A China-Myanmar joint venture gas power plant, Thaketa, will be able to start to supply electricity to Yangon city and the region by the end of this year and can ease the electricity shortage to some extent which Yangon is faced with, a high project official said on Sunday.
General Manager of the Thaketa gas power plant Dong Fan told Chinese ambassador Hong Liang and his entourage, who visited the workers engaged in the project, that the project will reach 72 megawatts' (mw) installed capacity by this year-end and will add another 34 mw in February 2018 to complete the first phase of the project.

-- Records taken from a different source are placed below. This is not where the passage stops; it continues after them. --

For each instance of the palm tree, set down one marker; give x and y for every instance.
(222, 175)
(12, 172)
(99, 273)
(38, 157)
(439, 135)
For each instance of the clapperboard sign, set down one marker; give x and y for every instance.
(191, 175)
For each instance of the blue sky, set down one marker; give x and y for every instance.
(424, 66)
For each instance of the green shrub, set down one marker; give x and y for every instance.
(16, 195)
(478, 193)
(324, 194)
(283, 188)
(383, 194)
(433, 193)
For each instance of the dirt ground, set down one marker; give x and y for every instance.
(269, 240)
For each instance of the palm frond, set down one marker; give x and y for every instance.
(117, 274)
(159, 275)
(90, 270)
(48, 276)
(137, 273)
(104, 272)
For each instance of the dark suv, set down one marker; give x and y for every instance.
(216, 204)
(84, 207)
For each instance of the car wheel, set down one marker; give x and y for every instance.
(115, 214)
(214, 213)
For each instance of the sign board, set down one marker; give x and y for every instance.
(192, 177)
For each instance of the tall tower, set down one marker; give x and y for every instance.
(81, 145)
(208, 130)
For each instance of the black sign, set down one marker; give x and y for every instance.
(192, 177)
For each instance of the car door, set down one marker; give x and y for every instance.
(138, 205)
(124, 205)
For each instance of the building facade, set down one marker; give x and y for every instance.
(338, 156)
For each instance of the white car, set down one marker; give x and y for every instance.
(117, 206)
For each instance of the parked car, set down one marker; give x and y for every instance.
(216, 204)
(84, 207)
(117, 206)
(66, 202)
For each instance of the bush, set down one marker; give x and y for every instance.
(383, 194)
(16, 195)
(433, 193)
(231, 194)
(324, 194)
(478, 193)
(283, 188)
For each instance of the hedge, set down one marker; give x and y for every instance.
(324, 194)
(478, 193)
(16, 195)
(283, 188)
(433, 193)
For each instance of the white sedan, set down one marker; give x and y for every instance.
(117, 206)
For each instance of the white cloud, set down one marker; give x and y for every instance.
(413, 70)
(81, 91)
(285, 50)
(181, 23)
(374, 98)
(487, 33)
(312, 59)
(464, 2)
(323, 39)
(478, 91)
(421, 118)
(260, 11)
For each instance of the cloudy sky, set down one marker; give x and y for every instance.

The first phase of the project was corner-stoned on May 12, 2016, according to which the installed capacity of the first phase project is 106 mw and is targeted to be completed and put into service by March 2018.
Hong urged the workers to do well with the project which lies in Thaketa township, 16 kilometers east of Yangon and 25.6 km away from the Thilawa Special Economic Zone .
The project is invested by a China-Myanmar joint venture, U Energy Thaketa Power Co, Ltd, involving China's Union Resources and Engineering Co Ltd (UREC) and Myanmar's Ministry of Electricity and Power.
A memorandum of understanding on the project was signed in January 2013 and the memorandum of agreement was signed in November 2014.
The joint venture got the operating license on Jan. 25, 2016.